A NEW CHAPTER IN PLUNDERING THE POOR

By Jim Jordal

My hand has found, like a nest, the wealth of the peoples; and as one gathers eggs that have been forsaken, so I have gathered all the earth; and there was none that moved a wing, or opened its mouth, or chirped.

The king of Assyria boasts of plundering his conquests, including Israel; Isaiah 10:14 (NRSV)

Time magazine for Oct, 29, 2007 reports a pending move in nine states to privatize (sell) existing parts of our highway, bridge and tunnel infrastructure, or the right to build new installations, to private equity and venture capital funds for a total price of over $100 billion. The stated motivation is that state and local governments can no longer afford to keep highways and bridges in decent repair, or to add new facilities to accommodate millions of new cars over the next decade.

Selling either the existing facilities or the rights to build new units transfers the burden from government to the private sector, which can seemingly well afford the cost. Investors salivate over double-digit, stable returns from generations of toll charges. And the public gets needed roads and bridges. So what’s the problem?

The problem is that the cost will be borne essentially by Americans unable to afford any alternatives to sky-high tolls. This will likely be the bottom half of our population. For these people work is a necessity for which they must bear any transportation expense, no matter how high. Couple additional tolls with much higher gasoline prices and the unavailability of jobs where common people live, and we have a recipe for increased poverty and suffering.

And where will the multiple billions come from to buy the infrastructure? Of course from the grossly inflated profits of those few Americans rich enough to subscribe to private equity and venture capital funds, and from massive borrowing. And who services the debt? We the people do in the form of paying tolls to service the 99-year leases used to buy the facilities. So we pay often exorbitant fees to use what ought to belong to us, not private enterprise.

Unfortunately, privatization has already gobbled up most of our natural resources, to the huge enrichment of the wealthy owners and the detriment of the people. The returns on what should belong to all of us (the Jubilee concept) go instead to powerful private owners who use their wealth generally to gain even more wealth.

So what's next? Privatized water and sanitation systems? Privatized military? (It already exists in the private contractors of Iraq, who bid, often without competition, for hundreds of millions in government contracts, and who pay their "soldiers" up to $33,000 per month while real soldiers receive about one-fifteenth as much).

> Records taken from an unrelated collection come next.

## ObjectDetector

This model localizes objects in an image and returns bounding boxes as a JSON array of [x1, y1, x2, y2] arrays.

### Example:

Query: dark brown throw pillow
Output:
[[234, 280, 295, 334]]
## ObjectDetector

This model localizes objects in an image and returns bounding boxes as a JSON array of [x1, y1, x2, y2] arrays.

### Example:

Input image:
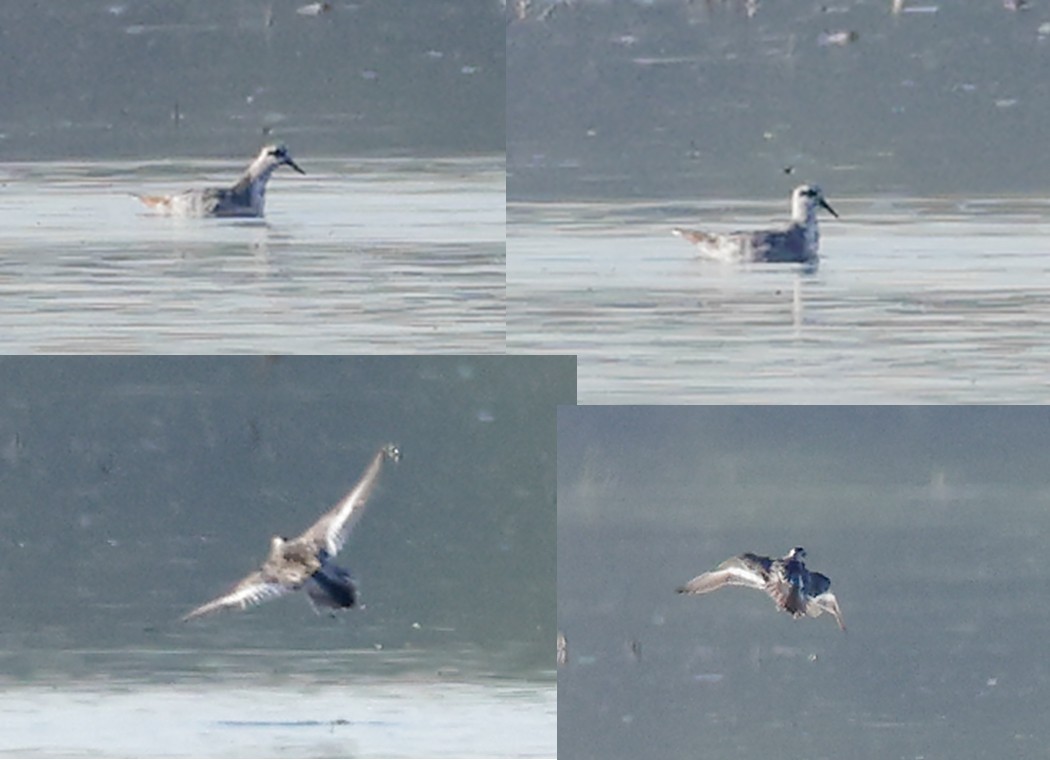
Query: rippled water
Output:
[[0, 157, 505, 353], [510, 195, 1050, 403]]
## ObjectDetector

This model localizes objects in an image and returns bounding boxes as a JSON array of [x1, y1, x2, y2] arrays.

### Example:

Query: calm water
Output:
[[0, 356, 568, 757], [510, 195, 1050, 402], [558, 407, 1050, 760], [0, 157, 505, 352]]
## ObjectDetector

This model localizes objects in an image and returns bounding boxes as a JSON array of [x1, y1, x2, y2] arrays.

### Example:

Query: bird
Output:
[[677, 547, 846, 631], [135, 143, 305, 218], [672, 184, 838, 264], [181, 443, 400, 622]]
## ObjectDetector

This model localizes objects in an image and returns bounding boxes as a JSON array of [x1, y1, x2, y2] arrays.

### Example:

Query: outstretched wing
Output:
[[677, 554, 772, 595], [806, 572, 846, 631], [296, 443, 400, 557], [808, 591, 847, 632], [181, 570, 290, 622]]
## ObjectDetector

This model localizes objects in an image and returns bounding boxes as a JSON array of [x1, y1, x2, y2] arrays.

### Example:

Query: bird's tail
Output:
[[671, 227, 718, 246], [134, 194, 168, 209]]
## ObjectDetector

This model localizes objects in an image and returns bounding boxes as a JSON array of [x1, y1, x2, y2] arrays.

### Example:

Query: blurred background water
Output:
[[1, 1, 504, 353], [558, 406, 1050, 760], [509, 0, 1049, 200], [0, 356, 569, 757], [2, 1, 502, 160], [508, 0, 1050, 402]]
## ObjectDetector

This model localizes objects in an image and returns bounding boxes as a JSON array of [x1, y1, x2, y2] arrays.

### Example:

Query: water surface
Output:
[[2, 674, 554, 759], [2, 1, 503, 159], [509, 0, 1050, 199]]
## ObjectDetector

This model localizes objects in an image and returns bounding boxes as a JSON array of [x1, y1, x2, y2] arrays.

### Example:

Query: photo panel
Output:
[[559, 405, 1050, 759], [0, 355, 571, 757]]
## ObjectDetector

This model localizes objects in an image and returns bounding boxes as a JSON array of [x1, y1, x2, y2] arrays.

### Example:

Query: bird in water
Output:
[[672, 184, 838, 264], [677, 547, 846, 631], [182, 443, 400, 621], [136, 143, 305, 218]]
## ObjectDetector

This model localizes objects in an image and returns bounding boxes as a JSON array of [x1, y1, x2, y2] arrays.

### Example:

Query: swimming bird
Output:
[[136, 143, 305, 218], [677, 547, 845, 631], [182, 443, 400, 621], [672, 184, 838, 264]]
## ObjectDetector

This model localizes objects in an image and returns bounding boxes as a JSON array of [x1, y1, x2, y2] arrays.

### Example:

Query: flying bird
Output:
[[182, 443, 400, 621], [677, 547, 845, 631]]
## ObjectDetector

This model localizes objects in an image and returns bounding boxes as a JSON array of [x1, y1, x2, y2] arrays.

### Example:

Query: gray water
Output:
[[1, 1, 503, 159], [509, 0, 1050, 199], [510, 196, 1050, 403], [0, 157, 505, 353], [0, 356, 570, 757], [558, 406, 1050, 760]]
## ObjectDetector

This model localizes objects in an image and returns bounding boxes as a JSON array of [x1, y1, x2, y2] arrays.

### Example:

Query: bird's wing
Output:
[[807, 570, 833, 596], [197, 188, 229, 215], [677, 554, 771, 595], [181, 570, 290, 622], [736, 553, 774, 575], [751, 228, 802, 261], [810, 590, 847, 632], [297, 443, 400, 557]]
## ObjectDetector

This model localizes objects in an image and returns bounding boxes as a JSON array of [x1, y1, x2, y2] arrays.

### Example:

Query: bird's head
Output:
[[261, 143, 306, 175]]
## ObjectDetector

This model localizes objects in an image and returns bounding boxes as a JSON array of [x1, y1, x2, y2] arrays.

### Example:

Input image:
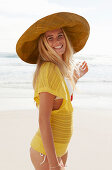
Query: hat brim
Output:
[[16, 12, 90, 64]]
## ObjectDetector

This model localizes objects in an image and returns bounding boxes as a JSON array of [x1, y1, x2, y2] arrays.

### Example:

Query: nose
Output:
[[52, 37, 61, 46]]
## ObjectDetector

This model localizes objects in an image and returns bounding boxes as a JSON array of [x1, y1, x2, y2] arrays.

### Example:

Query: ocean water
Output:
[[0, 52, 112, 111]]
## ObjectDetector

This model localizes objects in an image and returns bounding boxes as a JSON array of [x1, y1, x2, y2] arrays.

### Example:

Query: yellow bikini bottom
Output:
[[30, 132, 70, 157]]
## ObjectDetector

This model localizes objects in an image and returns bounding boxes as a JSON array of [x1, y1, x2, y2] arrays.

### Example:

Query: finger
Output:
[[82, 61, 86, 64], [80, 67, 86, 71], [82, 67, 86, 71], [83, 64, 88, 71], [81, 62, 88, 69], [80, 62, 86, 69], [80, 65, 88, 71]]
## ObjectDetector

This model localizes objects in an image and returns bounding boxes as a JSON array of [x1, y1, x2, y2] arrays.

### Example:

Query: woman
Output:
[[16, 12, 90, 170]]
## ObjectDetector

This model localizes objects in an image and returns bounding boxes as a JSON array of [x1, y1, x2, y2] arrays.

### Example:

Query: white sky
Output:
[[0, 0, 112, 55]]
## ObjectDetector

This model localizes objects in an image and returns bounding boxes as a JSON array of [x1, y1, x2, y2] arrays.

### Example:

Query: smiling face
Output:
[[45, 28, 66, 59]]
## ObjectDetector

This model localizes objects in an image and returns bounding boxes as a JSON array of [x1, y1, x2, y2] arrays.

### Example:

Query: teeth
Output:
[[54, 45, 62, 49]]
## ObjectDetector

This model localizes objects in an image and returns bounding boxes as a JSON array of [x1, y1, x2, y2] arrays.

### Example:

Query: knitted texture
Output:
[[30, 62, 74, 156]]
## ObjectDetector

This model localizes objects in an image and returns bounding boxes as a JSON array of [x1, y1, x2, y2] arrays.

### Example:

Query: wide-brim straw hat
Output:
[[16, 11, 90, 64]]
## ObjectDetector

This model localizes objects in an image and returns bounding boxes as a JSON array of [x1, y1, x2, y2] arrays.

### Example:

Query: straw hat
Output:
[[16, 11, 90, 64]]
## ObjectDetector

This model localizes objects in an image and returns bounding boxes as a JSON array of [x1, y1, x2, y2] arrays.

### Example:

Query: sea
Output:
[[0, 52, 112, 111]]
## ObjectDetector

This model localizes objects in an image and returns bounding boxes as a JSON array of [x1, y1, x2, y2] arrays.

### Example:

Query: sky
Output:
[[0, 0, 112, 56]]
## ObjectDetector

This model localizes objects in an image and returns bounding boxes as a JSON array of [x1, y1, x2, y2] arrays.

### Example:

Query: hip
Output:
[[30, 132, 71, 157]]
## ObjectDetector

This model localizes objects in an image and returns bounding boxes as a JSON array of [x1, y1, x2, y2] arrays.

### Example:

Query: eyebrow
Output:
[[46, 32, 63, 38]]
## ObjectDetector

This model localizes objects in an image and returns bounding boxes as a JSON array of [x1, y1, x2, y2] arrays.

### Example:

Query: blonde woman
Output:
[[16, 12, 90, 170]]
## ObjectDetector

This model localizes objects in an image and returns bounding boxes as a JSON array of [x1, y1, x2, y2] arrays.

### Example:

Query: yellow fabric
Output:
[[30, 61, 74, 157]]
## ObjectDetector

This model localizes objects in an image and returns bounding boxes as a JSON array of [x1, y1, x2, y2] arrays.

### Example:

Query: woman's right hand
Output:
[[50, 165, 66, 170], [57, 166, 66, 170], [49, 159, 66, 170]]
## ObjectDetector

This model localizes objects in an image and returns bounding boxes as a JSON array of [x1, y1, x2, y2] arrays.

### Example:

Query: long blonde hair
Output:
[[33, 28, 76, 91]]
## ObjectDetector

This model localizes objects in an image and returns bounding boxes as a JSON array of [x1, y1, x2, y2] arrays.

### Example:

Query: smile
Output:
[[54, 45, 63, 49]]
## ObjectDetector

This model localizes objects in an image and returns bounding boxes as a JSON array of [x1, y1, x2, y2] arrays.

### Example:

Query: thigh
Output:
[[30, 147, 68, 169], [30, 147, 49, 170], [61, 150, 68, 167]]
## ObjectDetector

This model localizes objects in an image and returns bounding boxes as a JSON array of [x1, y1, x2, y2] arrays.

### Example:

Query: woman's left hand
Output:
[[73, 61, 88, 80]]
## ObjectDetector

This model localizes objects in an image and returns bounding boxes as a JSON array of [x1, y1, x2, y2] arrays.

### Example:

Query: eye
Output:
[[47, 37, 53, 41], [58, 34, 63, 38]]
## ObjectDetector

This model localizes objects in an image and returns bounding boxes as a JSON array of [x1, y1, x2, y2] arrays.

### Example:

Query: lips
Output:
[[54, 45, 63, 49]]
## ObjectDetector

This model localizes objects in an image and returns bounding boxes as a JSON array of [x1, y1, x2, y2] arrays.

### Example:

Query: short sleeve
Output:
[[34, 62, 69, 106]]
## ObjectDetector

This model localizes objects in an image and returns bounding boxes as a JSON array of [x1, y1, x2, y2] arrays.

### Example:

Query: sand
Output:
[[0, 108, 112, 170]]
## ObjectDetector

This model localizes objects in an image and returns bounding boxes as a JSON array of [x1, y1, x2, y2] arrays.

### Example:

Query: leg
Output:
[[30, 146, 68, 169], [30, 147, 49, 170], [60, 150, 68, 167], [30, 147, 62, 170]]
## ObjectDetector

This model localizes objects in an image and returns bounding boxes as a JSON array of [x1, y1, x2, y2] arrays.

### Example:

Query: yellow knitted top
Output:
[[30, 61, 74, 157]]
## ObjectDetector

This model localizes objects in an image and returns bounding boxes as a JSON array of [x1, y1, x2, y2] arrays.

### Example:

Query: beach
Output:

How about privatized fire and emergency services, like those already existing in California. For a hefty fee, homes in forest fire-prone areas can receive special protection from private fire fighters. So the homes of the rich are saved while those of lesser people perish.

Don’t get me wrong! Privatizing is basically a good idea. It’s one of our deepest values and the essence of the American economic system. But privatization is good only if the persons or institutions owning the assets are service-oriented, honest and fair. If they perceive their favored position as licenses to steal from the public—the case in many foreign countries—then the concept is fraught with danger, both financially and politically.

The sorry account of privatization in developing countries abounds with horror stories of greedy corporations bribing local leaders to sell off natural resources which should be used for the people’s welfare. Another ploy is to transfer water supplies, natural gas, local transportation, and the supply of basic home commodities like cooking oil and kerosene to private ownership. Now the poor must pay many times more for basic services, with little or no opportunity to earn more income.

So the concept of privatizing, which began as a way of limiting the excesses of big government, now becomes a force against the people as it falls under control of the rich and powerful. Folks, that's not economic justice.

Could it happen here? It already has in many respects, as I’ve listed above. But God knows what’s happening, even if we don’t. As did the king of Assyria (above), greedy entrepreneurs and money powers arrogantly believe they’ve got their hand in the public’s pocket for a long time to come. They seem to believe that no one will protest, and truthfully, few have. But they know not the thoughts of the Lord. It’s Jubilee deliverance that’s coming, not financial slavery. That’s the hope we have, and it’s enough.